(Curious) George said:
Ah, an educational example of situations that may have unrepresentative reporting--some of the people who have tried this may no longer be "online" to say it didn't go well.
I'm one of the lucky ones who's still online....
Back about 20 years ago we moved into this place. I brought a cord and a half of good seasoned wood from the last place we lived in, then had another 3 cord delivered. Red oak so wet it was not burnable. I would get the fire going with the seasoned stuff then add the green stuff a bit at a time. Obviously, I ran out of seasoned well before I was halfway through the green wood. I started to place several splits around the stove every day to dry out a little. No problem. I worked full time in the basement where the stove was, right?
So one day I got the bright idea to put two large steel blocks on top of the stove and put some small splits lengthways across them to speed dry. I put two side-by-side, then one on top between them. The idea was to trap the rising heat and speed up the drying. Every half hour I would rotate them (they would be
very hot), then when the stove got low, I'd toss them in, open up the air, and put three more on the stove. It actually worked pretty well and I was proud of my new system.
Then one day the phone rang upstairs and no one was home to answer it..............
Well, by the time I finally smelled the smoke, it was pouring up the basement stairs like fog. The smoke detector at the top of the stairs never even went off. I ran downstairs and saw my little pile of splits burning happily away like a campfire on top of the stove. Elapsed time was way less than three hours.

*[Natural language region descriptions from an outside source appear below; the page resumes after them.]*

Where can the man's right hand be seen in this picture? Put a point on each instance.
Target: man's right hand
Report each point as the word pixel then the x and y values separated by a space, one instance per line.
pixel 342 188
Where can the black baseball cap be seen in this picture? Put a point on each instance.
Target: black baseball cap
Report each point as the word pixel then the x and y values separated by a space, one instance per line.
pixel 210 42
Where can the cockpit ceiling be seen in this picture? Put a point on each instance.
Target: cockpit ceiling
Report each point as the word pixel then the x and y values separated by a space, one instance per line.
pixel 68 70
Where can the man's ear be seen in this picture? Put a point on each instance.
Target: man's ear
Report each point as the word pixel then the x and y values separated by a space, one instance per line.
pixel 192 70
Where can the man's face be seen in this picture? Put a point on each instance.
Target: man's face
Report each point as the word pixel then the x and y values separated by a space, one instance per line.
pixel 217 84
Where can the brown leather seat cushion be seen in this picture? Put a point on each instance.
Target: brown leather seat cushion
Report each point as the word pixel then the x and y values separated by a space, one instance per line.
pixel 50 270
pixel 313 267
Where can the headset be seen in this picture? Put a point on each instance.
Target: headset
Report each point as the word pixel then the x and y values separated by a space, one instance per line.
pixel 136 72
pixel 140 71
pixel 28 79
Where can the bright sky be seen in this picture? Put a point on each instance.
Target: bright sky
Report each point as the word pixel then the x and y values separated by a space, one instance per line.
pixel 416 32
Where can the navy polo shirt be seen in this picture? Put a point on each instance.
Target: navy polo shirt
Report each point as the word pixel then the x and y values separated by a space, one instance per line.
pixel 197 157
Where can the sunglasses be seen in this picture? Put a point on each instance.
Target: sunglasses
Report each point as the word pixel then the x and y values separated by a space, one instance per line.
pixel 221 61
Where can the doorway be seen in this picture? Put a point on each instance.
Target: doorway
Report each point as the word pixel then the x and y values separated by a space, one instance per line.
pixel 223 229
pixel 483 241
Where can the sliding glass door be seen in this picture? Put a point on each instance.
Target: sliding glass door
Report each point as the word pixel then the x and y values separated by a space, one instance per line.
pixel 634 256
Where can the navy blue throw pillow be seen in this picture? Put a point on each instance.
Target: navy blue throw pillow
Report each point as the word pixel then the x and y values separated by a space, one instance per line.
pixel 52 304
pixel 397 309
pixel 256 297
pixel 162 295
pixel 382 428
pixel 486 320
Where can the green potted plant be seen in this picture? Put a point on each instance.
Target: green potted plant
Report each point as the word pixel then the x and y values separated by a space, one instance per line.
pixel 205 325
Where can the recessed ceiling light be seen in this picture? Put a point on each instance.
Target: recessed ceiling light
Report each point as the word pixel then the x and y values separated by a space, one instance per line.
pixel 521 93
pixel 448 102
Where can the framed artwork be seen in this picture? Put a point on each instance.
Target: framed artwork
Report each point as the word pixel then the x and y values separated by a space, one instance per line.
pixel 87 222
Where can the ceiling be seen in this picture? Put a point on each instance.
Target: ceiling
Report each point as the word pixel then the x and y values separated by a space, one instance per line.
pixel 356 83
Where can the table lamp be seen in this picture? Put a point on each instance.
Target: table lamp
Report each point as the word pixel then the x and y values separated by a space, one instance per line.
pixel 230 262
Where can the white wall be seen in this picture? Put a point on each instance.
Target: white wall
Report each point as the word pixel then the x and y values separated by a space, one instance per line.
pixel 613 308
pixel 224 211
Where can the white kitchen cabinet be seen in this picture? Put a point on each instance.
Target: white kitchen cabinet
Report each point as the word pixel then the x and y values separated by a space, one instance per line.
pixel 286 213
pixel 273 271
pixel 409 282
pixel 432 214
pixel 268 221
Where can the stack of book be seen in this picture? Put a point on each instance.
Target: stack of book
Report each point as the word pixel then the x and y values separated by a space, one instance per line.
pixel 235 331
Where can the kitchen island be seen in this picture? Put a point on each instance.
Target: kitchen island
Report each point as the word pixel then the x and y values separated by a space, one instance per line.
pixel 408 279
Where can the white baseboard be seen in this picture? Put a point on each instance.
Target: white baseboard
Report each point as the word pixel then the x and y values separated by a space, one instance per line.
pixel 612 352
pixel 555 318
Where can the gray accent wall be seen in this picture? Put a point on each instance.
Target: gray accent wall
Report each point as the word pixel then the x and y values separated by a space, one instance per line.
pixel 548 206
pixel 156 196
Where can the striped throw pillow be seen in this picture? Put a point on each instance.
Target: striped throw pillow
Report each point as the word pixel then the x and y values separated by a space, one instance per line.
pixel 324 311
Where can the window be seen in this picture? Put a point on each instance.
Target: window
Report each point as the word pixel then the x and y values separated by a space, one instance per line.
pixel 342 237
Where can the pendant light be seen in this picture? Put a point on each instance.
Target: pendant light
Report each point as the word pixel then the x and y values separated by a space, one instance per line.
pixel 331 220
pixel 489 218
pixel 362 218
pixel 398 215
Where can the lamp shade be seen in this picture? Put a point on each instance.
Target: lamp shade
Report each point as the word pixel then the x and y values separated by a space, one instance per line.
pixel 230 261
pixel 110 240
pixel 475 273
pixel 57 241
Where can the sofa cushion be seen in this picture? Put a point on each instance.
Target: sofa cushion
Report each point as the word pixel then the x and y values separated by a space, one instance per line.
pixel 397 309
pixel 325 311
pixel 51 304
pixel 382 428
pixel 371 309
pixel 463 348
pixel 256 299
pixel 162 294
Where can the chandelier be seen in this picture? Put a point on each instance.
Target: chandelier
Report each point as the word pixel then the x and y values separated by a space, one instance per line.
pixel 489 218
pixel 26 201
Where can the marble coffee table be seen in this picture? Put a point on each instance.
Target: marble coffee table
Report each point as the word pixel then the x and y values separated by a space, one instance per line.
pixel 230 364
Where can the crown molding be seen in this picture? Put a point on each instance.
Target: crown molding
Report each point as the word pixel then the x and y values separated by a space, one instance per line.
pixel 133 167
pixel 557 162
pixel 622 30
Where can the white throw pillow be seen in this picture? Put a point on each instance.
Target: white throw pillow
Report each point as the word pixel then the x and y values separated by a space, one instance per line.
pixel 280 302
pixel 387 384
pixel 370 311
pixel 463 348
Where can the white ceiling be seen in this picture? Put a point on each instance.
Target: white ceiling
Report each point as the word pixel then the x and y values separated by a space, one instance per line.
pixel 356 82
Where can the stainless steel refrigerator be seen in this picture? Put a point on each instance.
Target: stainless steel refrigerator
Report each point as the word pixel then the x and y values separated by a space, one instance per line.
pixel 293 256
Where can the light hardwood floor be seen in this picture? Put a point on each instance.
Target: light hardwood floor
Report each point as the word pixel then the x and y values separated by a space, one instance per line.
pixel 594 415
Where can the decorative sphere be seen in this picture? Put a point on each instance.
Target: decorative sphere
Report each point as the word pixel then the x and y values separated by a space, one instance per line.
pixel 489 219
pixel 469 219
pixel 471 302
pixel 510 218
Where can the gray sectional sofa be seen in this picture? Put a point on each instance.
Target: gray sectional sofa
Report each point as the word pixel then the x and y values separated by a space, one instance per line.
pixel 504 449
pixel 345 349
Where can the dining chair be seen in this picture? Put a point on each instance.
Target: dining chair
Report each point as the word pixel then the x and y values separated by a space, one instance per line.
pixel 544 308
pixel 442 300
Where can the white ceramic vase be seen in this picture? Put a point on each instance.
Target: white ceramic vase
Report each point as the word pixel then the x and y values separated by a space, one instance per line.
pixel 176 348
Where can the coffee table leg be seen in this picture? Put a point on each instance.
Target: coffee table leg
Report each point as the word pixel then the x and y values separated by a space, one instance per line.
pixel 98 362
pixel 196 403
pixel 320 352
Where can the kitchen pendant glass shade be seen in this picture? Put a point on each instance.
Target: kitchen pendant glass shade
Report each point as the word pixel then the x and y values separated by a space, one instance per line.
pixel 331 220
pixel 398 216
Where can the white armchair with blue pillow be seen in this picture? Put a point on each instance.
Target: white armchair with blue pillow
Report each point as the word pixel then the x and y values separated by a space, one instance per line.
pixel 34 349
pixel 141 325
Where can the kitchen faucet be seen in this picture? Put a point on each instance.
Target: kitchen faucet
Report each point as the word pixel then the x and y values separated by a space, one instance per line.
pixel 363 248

If you're going to do stuff like that, chain yourself to one of the legs of the stove. You
will get careless as you get cocky with the system. Just like leaving the ash pan ajar or the door cracked, there is always the danger that you will be distracted by something. At least in the case of the cracked door the fire is contained inside the stove, but with wood on top you will have a fire right out there in the open. I learned my lesson and never again did anything like that.